Detailed map of the Island of Sancto Maria (Arauco), illustrated as part of the voyages of Joris Van Spielbergen.
The island of Arauco in Chile was first sighted by Juan Bautista Pastene, in 1544, during the Spanish exploration of the Chilean Coastline. Pastene apparently returned in 1550, where he observed that the island was then populated by a thousand inhabitants, who peacefully received Pastene.
In 1614, Spielbergen sailed beyond the Strait of Magellan with an expedition of five ships and raided the Spanish settlements on the coast of Mexico and South America. He fought the Spanish at Callao, Acapulco and Navided. He then sailed across the Pacific Ocean to the Mariana Islands, the Philippine Islands and eventually to Ternate in the Maluku Islands in March 1616. He completed his circumnavigation and returned to Holland in 1617.
During his time on the west coast of South America, Van Spilbergen attacked the Spanish Garrison stationed on the island on May 31, 1615, as illustrated in this image.
Theodor de Bry (1528-1598) was a prominent Flemish engraver and publisher best known for his engravings of the New World. Born in Liege, de Bry hailed from the portion of Flanders then controlled by Spain. The de Brys were a family of jewelers and engravers, and young Theodor was trained in those artisanal trades.
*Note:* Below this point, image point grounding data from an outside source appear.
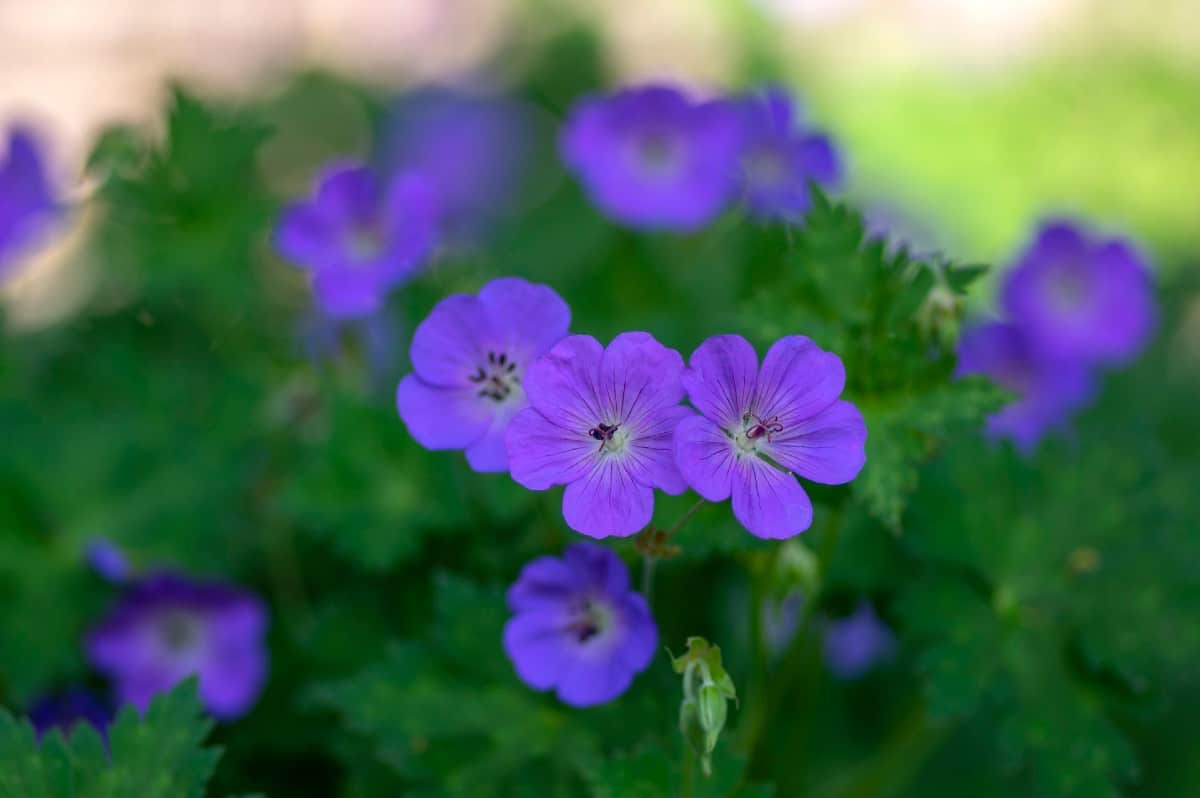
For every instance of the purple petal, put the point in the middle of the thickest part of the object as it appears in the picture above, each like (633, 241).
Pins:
(564, 384)
(721, 377)
(592, 681)
(706, 457)
(637, 376)
(531, 317)
(543, 454)
(769, 503)
(539, 649)
(827, 448)
(798, 381)
(448, 345)
(607, 502)
(442, 418)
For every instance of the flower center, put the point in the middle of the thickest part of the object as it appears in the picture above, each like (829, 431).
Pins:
(179, 630)
(613, 438)
(498, 378)
(589, 619)
(754, 431)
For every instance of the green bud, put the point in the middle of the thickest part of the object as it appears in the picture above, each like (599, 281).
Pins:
(691, 726)
(712, 714)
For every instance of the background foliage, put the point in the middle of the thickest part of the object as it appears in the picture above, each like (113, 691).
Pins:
(196, 414)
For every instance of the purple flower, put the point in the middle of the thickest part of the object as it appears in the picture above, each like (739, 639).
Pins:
(27, 205)
(853, 645)
(168, 628)
(107, 559)
(359, 238)
(577, 628)
(779, 157)
(600, 421)
(472, 357)
(760, 427)
(1081, 299)
(473, 149)
(652, 157)
(1048, 390)
(66, 709)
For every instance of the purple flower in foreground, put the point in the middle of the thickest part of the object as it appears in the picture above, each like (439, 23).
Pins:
(652, 157)
(779, 157)
(853, 645)
(107, 559)
(760, 427)
(27, 205)
(1048, 390)
(1079, 298)
(66, 709)
(577, 628)
(359, 238)
(471, 359)
(168, 628)
(600, 421)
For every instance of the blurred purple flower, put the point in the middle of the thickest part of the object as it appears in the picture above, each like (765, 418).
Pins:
(779, 156)
(600, 423)
(1081, 299)
(107, 559)
(760, 427)
(472, 149)
(1048, 390)
(856, 643)
(359, 238)
(471, 357)
(66, 709)
(168, 628)
(652, 157)
(27, 205)
(577, 628)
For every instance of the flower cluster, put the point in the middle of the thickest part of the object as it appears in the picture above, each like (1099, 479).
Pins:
(1073, 304)
(653, 157)
(27, 204)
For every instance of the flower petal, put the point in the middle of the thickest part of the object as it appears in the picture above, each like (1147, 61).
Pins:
(441, 418)
(768, 502)
(706, 457)
(721, 377)
(827, 448)
(529, 317)
(448, 345)
(607, 502)
(637, 376)
(798, 379)
(564, 384)
(543, 454)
As a Lutheran, however, his life and livelihood were threatened when the Spanish Inquisition cracked down on non-Catholics. De Bry was banished and his goods seized in 1570. He fled to Strasbourg, where he studied under the Huguenot engraver Etienne Delaune. He also traveled to Antwerp, London, and Frankfurt, where he settled with his family.
In 1590, de Bry began to publish his Les Grands Voyages, which would eventually stretch to thirty volumes released by de Bry and his two sons. The volumes contained not only important engraved images of the New World, the first many had seen of the geographic novelties, but also several important maps. He also published a collection focused on India Orientalis. Les Grands Voyages was published in German, Latin, French, and English, extending de Bry’s fame and his view of the New World.